Al-phyllosilicates (ex. kaolinite and Fe-muscovite) are the main authigenic phyllosilicates in the lakes. They most likely form from direct precipitation from the acid lake waters, direct precipitation from shallow groundwaters to make cements, and alteration of feldspars and amphiboles. They are closely associated with other minerals within the lakes, such as gypsum, halite, hematite, jarosite, and alunite. The stability of the minerals are predominately controlled by pH and cation availability, and where kaolinite is typically most stable at neutral pH's in others waters, the positive function of Al and Si ions to increasing acidity allow kaolinite to precipitate at pH extremes.

==Relevance to Mars==
Other crucial mineral formations that form within these lakes include Al and Fe/Mg phyllosilicates. These clays play an interesting role in the lakes geochemistries and have been studied to better understand how acid saline lakes could be a useful planetary analogue for Mars. While acid saline systems such as those in Western Australia are unusual on Earth, there have been similar sedimentary records found within the Mawrth Vallis and Nili Fossae regions of Mars. Additionally, clay minerals have been detected in these regions on Mars, which would indicate that large reservoirs of water had to exist for their formation. The existence of jarosite, alunite, acid-tolerant kaolin groups, and chlorides on Mars indicate that these areas could share some characteristics of the Western Australian lakes.

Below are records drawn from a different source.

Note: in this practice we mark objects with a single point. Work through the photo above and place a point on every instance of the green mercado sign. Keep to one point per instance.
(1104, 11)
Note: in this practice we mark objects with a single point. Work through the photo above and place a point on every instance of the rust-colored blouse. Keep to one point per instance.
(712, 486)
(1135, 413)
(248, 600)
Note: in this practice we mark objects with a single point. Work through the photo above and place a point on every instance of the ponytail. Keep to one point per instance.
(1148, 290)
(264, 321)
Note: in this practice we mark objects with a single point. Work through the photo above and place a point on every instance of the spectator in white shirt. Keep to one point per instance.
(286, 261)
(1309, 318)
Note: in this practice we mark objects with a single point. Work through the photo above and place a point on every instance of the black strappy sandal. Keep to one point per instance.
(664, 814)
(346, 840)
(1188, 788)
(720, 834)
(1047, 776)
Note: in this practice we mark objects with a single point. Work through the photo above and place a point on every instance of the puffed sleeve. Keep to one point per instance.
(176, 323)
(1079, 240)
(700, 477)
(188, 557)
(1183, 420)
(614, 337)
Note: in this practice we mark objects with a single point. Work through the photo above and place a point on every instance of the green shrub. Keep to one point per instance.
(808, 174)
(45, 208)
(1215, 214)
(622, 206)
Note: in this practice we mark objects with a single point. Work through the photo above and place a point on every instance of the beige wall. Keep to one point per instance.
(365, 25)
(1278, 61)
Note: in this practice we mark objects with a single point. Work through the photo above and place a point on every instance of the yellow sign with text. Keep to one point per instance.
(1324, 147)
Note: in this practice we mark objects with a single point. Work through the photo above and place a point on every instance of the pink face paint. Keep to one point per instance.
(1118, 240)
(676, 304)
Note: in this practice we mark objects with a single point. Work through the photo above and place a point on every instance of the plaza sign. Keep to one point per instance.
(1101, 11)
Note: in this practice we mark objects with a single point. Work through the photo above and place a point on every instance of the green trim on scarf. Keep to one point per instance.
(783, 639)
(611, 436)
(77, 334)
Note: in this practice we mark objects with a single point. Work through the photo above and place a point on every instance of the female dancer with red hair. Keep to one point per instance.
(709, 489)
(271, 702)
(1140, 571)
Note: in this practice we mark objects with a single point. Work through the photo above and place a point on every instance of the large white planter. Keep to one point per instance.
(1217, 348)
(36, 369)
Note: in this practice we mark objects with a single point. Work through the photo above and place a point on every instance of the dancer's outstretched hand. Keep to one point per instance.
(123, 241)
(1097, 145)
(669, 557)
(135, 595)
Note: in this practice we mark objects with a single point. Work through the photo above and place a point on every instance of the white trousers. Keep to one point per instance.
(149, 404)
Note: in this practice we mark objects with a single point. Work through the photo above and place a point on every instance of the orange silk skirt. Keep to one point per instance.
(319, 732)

In the search for life on Mars, clays can play a crucial role in trapping and preserving organic materials. While organics are not well preserved within the clays of the lake system, they do record D values for formational waters that can shed light on potential habitable conditions. Other minerals in the lake have a higher affinity for preservation. Particularly evaporite materials, where rapid precipitation can trap and preserve organics within the crystal structure. Research done by Melanie R. Mormile et al. in 2003 show that microbes could be trapped as fluid inclusions within precipitating minerals such as gypsum and halite. Those microbes could be detected under Raman spectroscopy and X-ray diffraction analysis.